While many of the rules of modern society apply to an online environment, some do not. The ability to be “anonymous” (I put it in air-quotes because no one is truly anonymous online) on the internet can bring out the worst in some people. Just look at the comment section of any online discussion or better yet, listen to the story of Lizzie Velasquez (video below), who’s father I used to work with. Lizzie was looking at YouTube one day when she came across a video that was titled “The World’s Ugliest Woman” and was shocked to find footage of herself on the video. While this is an extreme example of what the online world can do to people, her reaction and subsequent inspirational talks turned what could have been life-devastating to life-defining.
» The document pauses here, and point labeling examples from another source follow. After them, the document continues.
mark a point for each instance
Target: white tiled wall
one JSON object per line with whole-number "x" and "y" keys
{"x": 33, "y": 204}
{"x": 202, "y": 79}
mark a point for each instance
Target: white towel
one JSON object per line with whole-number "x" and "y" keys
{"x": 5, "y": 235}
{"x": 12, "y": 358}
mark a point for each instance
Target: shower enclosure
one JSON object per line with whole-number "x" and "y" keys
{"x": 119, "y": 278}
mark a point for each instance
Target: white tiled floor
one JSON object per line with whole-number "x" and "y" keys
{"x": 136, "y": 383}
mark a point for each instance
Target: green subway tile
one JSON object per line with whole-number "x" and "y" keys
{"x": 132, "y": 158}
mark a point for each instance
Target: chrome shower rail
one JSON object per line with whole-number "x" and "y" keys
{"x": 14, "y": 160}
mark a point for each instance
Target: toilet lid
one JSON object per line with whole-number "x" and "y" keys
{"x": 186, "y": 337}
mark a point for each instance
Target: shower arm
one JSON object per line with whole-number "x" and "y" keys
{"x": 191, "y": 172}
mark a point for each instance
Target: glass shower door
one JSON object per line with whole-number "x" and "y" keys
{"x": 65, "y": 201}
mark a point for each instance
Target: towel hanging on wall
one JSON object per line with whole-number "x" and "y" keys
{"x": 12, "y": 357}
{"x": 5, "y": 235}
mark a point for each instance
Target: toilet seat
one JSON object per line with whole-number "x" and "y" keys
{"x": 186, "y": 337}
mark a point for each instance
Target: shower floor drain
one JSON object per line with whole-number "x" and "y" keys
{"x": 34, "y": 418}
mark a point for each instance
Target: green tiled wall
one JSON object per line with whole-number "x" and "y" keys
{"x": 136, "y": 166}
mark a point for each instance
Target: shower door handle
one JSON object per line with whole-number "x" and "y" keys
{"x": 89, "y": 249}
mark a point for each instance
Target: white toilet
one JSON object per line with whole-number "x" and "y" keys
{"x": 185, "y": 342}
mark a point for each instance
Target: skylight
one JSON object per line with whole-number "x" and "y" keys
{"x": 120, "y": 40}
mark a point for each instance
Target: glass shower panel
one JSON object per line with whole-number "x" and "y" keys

The sooner we start to work with our kids on appropriate online behavior the better. When we thrust them into this world in the middle of their teen years, many bad habits have already started to form. Throw in the fact that they have “teenage” brain and don’t believe a thing their parents try to teach them, and you start to see that it might be more beneficial to have those conversations about online behavior at an earlier age.

Handling a Cyberbully or Troll

Lizzie’s example from above was just one of countless examples of cyberbullies or trolls that you can find on the web. Bullying has been around long before the days of Eddie Haskell on Leave it to Beaver. With social media and instant communication, it is now easier to torment or harass someone. Every year it seems, there are stories out there about teens committing suicide due to being the target of a cyberbully. Your first reaction as a parent is to protect your kids and prohibit them from entering this online world. I know that’s mine. You figure, if they aren’t online, they won’t have to deal with a cyberbully.

These stories are tragic and shouldn’t be ignored, but we also shouldn’t completely put our kids in a cyber-bubble. The numbers of teens that have experienced or witnessed some form of cyberbullying is nearly 90%. However, bullying behavior, whether online or face-to-face begins as early as Kindergarten. As kids get older, they tend to be more reluctant to report bullying to parents. While this may not seem like the best reason to give your 10-year old a phone, one thing is for sure, the sooner they learn how to handle this sort of online behavior with your support, the better.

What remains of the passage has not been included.